Journal Articles
2025
Unifying machine learning and interpolation theory via interpolating neural networks
Nature Communications, 16, 8753 2025
Computational science and engineering are shifting toward data-centric, optimization-based, and self-correcting solvers with artificial intelligence. This transition faces challenges such as low accuracy with sparse data, poor scalability, and high computational cost in complex system design. This work introduces Interpolating Neural Network (INN)-a network architecture blending interpolation theory and tensor decomposition. INN significantly reduces computational effort and memory requirements while maintaining high accuracy. Thus, it outperforms traditional partial differential equation (PDE) solvers, machine learning (ML) models, and physics-informed neural networks (PINNs). It also efficiently handles sparse data and enables dynamic updates of nonlinear activation. Demonstrated in metal additive manufacturing, INN rapidly constructs an accurate surrogate model of Laser Powder Bed Fusion (L-PBF) heat transfer simulation.

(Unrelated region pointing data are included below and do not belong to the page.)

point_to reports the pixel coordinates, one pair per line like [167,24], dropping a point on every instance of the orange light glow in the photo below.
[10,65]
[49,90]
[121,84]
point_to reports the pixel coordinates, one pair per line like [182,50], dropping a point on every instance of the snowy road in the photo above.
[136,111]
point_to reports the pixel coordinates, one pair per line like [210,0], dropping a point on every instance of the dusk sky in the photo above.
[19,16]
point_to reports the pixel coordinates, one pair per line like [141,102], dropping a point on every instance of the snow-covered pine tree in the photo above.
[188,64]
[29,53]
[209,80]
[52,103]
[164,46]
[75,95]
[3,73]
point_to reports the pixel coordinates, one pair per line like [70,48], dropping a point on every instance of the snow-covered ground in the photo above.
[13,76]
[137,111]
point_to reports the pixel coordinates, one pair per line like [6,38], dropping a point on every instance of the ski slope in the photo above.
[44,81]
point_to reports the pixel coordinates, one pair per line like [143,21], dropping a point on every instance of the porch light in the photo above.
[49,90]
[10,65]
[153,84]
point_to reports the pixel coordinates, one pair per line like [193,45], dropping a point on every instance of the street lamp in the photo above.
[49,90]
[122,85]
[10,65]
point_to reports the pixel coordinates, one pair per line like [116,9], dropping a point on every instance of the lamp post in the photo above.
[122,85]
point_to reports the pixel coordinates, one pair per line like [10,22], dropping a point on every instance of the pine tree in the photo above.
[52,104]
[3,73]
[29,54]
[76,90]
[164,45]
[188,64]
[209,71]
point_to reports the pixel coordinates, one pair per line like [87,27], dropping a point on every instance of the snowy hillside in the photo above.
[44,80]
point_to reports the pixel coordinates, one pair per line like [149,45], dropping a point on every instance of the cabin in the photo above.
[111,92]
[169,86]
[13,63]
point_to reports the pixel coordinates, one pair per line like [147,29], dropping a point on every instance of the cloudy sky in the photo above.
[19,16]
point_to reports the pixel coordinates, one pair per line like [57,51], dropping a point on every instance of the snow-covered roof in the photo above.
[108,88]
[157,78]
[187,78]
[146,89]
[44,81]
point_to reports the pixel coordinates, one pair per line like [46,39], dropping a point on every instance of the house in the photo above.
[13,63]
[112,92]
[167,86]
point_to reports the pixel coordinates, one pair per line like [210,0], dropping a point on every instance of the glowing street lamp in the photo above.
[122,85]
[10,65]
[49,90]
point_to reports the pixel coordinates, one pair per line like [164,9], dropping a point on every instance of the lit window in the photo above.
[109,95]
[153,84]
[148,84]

It achieves sub-10-micrometer resolution for a 10 mm path in under 15 minutes on a single GPU, which is 5-8 orders of magnitude faster than competing ML models. This offers a new perspective for addressing challenges in computational science and engineering.
2024
Benchmark study of melt pool and keyhole dynamics, laser absorptance, and porosity in additive manufacturing of Ti-6Al-4V
Progress in Additive Manufacturing, 1–25 2024
Metal three-dimensional (3D) printing involves a multitude of operational and material parameters that exhibit intricate interdependencies, which pose challenges to real-time process optimization, monitoring, and controlling. The dynamic behavior of the laser-induced melt pool strongly influences the final printed part quality by controlling the absorption of laser power and impacting defect creation, porosity, and surface finish. By leveraging ultrahigh-speed synchrotron X-ray imaging and high-fidelity multiphysics modeling, we identify correlations between laser process parameters, keyhole and melt pool morphologies, laser absorptance, and porosity in metal 3D printing of Ti-6Al-4V, aiding in the development of effective printing strategies. Our models accurately predict the geometries and shapes of melt pools and keyholes, laser absorptance, and the size and shape of keyhole-induced pores during the additive manufacturing processes using different laser parameters, for both bare and powder cases. This work establishes robust correlations among process parameters, melt pool and keyhole morphology, and materials properties. These findings provide valuable insights into the complex interplay among different design factors in metal 3D printing, laying a strong foundation for the development of highly effective and efficient additive manufacturing processes.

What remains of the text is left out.